U.S. District Judge Robert Sweet had previously dismissed the plaintiffs’ original case but allowed them to submit a new filing with information backing up their advertising allegations.
In dismissing the current suit, Sweet said that the plaintiffs had not followed his detailed instructions and he barred them from filing another version, quelling litigation fears the suit had sparked in the food industry, .
“The plaintiffs have made no explicit allegations that they witnessed any particular deceptive advertisement and they have not provided McDonald’s with enough information to determine whether its products are the cause of the alleged injuries,” Sweet said.
“Finally, the one advertisement which plaintiffs implicitly allege to have caused their injuries is objectively non-deceptive,” he said.
The suit has raised fears in the food industry of a new wave of tobacco-like litigation against restaurants and manufacturers. Indeed, the possibility of bringing more suits over fattening foods was the focus of a seminar during the spring in Boston attended by anti-tobacco lawyers.
I am glad this is over, but IMHO, it was McJustice. Real justice would have been a court order proclaiming that these greedy lawyers and their obviously greedy clients be publicly humiliated/flogged and the lawyers disbarred for being a public nuisance.
But…but what about the poor, obese CHILDREN?
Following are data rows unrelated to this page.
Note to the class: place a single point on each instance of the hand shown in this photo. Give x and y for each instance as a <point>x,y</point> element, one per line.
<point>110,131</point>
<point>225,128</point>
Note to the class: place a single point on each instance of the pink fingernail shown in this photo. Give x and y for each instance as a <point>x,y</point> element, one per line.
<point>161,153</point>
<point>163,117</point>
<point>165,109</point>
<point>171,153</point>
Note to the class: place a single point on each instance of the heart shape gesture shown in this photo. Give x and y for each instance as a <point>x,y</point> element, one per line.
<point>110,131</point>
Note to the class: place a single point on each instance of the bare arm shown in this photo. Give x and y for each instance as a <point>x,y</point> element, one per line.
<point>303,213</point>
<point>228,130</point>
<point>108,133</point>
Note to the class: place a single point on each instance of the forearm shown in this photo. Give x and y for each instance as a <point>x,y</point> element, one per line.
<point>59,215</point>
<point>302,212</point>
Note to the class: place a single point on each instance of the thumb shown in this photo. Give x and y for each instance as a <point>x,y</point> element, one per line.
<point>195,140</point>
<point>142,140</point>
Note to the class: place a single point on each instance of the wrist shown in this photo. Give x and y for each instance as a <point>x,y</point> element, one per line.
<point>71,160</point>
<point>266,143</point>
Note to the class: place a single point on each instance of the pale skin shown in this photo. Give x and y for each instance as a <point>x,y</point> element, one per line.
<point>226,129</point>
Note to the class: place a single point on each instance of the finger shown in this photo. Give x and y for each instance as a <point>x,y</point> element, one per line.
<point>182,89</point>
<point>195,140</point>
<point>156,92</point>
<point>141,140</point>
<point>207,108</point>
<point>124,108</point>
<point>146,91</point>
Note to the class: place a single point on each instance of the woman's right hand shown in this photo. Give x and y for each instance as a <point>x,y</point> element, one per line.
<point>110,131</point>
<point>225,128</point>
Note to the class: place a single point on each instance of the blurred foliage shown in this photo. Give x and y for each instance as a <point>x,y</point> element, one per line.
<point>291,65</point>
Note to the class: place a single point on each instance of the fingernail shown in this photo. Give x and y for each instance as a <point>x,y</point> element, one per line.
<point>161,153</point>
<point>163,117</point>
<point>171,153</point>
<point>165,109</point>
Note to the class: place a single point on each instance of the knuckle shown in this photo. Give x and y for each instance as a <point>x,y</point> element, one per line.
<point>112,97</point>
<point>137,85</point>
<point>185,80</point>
Frivolous suits lose. They lose early, often and big. They lose on motions to dismiss, they lose at summary judgment, they lose on directed verdict, they lose at trial and they lose on appeal.
Given that, greedy lawyers working on a contingency fee basis do not want frivolous suits. They go broke bringing them.
Frivolous suits are often brought by lawyers working on hourly rates. Examples of those suits include the “wholly without merit” lawyers for Fox News, the suit Arnold brought seeking $20 million because a thunbnail size picture of him was put in a small town Ohio newspaper ad without permission, or the suit by Monsanto against a dairy that accurately advertises its mil as being from cows free of Bovine growth hormone.
We do not hear much about those frivolous suits.